To prevent or control these pests, it's important to pay attention to your plants overall health by providing the proper growing conditions. You can also use natural remedies such as insecticidal soap or neem oil to control pests.
How to Use Rosemary
Adding rosemary to your meals is a great way to add some aromatic herbs to your summer dishes.
- Soups and stews: Add a sprig or two of rosemary to soups and stews for added flavor. It pairs particularly well with tomato-based soups and stews. I love adding it to a pot of bean.
- Vegetables: Rosemary can be added to roasted or sautéed vegetables such as potatoes, carrots, and green beans.
- Breads and pastries: Add some chopped rosemary to bread dough or pastry dough for a savory flavor.
- Marinades and dressings: Use rosemary in marinades and dressings for salads, and vegetables.
- Potatoes: Roasted or mashed potatoes can benefit from the addition of rosemary, which can add a fragrant and savory note to the dish.
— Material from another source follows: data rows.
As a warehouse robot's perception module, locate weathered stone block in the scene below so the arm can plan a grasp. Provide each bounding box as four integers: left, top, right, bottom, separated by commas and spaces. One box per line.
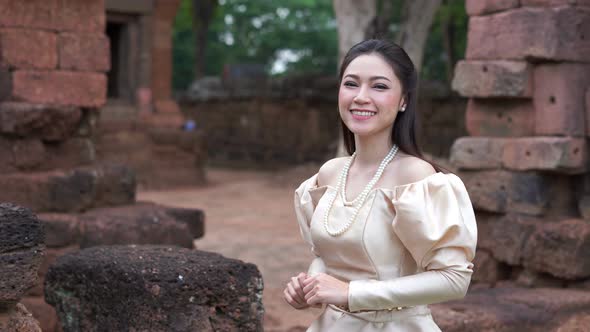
38, 244, 80, 286
0, 137, 45, 174
453, 60, 533, 98
0, 102, 82, 141
21, 296, 60, 332
460, 170, 577, 215
39, 213, 81, 248
430, 287, 590, 332
533, 63, 590, 136
586, 87, 590, 136
42, 137, 96, 170
465, 99, 535, 137
12, 70, 107, 107
93, 164, 137, 206
502, 137, 588, 174
516, 269, 566, 288
0, 29, 57, 69
45, 246, 263, 332
523, 219, 590, 280
471, 250, 509, 286
0, 0, 106, 33
520, 0, 590, 7
59, 33, 111, 72
491, 214, 541, 265
0, 137, 95, 174
79, 204, 204, 248
0, 166, 135, 212
451, 137, 506, 169
465, 0, 518, 16
0, 64, 12, 102
466, 6, 590, 62
0, 203, 44, 307
578, 195, 590, 220
0, 303, 45, 332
Roasted rosemary potatoes are one of my favorite ways to use it!
How to Buy Rosemary
If you want to grow rosemary in your garden, i suggest buying it from a plant start. Unless you live in perfect conditions, growing rosemary from seed can be quite difficult. I love picking them up from a local nursery or farmers market.
Rosemary is one of the best herbs because it is as beautiful as it is fragrant. Even if you don't eat a ton of rosemary, it is a beautiful plant to have in the garden and the strong scent of rosemary is worth growing the plant!